For details on each step, read on. For deeper reference (full SSH config, hardware profiles, all subcommands, gotchas), see REFERENCE.md.

Table of Contents

What it does

Three pipelines, one CLI:

  • Audio transcription (Whisper) — upload a meeting / call / interview, get back a clean transcript with timestamps. Auto-detects bilingual recordings; quality presets for clean / standard / phone / very-noisy audio. Auto-detects the best available device (cuda > mps > cpu), so a Mac with Apple Silicon transcribes locally via MPS at 2-4× faster-than-real-time without any GPU host.
  • Speaker diarization (pyannote.audio) — figures out who is talking and when, the question Whisper alone can't answer. Standalone (spectator audio diarize) or chained onto transcribe (--diarize); the merged output assigns each Whisper segment a speaker label via maximum-overlap voting against pyannote turns. Installed alongside Whisper in the same audio-venv; Hugging Face access is needed at run time only, not install time.
  • Video summarization + Q&A (VSS) — upload a recording, get back a structured summary with timestamps and action items, then ask follow-up questions in plain English. Requires the VSS Blueprint stack, which runs on an NVIDIA GPU host.
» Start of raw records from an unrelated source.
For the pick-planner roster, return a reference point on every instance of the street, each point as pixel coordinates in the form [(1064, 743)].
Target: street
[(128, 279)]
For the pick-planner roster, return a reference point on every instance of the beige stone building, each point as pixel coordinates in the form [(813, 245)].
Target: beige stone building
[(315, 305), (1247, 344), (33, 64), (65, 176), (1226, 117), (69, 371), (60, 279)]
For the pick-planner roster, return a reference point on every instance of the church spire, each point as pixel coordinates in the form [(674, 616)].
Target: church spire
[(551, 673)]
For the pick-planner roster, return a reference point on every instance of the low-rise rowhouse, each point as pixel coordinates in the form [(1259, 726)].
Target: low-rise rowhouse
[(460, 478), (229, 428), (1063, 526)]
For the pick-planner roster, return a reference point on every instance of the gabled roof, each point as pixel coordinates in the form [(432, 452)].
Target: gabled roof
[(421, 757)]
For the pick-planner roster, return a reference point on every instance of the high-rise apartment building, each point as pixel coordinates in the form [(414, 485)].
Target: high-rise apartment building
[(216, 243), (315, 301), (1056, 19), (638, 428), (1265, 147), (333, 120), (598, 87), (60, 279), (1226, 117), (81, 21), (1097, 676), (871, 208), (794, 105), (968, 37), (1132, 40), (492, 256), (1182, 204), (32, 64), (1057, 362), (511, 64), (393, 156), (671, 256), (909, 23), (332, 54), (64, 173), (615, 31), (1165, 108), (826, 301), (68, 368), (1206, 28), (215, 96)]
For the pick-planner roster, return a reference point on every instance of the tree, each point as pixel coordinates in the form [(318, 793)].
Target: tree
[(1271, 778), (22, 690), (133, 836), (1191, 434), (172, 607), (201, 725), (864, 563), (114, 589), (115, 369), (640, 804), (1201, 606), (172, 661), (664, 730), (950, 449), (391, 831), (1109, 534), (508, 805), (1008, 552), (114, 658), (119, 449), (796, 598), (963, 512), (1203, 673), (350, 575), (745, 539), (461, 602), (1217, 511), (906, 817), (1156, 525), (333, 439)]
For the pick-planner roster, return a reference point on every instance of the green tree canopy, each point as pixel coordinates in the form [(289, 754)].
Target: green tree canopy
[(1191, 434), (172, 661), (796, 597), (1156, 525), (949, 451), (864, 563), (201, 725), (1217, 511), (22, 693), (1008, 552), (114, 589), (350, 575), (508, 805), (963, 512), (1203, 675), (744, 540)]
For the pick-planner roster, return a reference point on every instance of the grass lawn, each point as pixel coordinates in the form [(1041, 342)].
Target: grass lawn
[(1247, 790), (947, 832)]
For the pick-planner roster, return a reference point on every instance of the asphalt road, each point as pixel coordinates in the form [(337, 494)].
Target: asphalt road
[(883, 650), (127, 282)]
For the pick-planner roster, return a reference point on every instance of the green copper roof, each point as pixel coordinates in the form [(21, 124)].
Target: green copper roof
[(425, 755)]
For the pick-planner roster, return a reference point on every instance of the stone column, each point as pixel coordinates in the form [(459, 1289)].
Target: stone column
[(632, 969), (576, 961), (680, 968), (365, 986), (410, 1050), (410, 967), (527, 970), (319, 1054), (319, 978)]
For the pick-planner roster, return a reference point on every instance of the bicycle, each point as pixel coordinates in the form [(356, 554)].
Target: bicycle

Spectator does not reimplement any of these — it automates the install, deployment, and lifecycle steps for you. For audio: device auto-detection means the same command works on your Mac and on a remote Spark. For video: your laptop drives the GPU host over SSH; the VLM and Whisper run on the GPU; the LLM is called remotely on build.nvidia.com.

What you'll need

Audio-only on a Mac (Whisper transcripts, no video / Q&A):

  • A macOS laptop (Apple Silicon recommended for MPS speedups; Intel works too via CPU) with uv installed (brew install uv).
  • That's it. No SSH, no API keys, no GPU host.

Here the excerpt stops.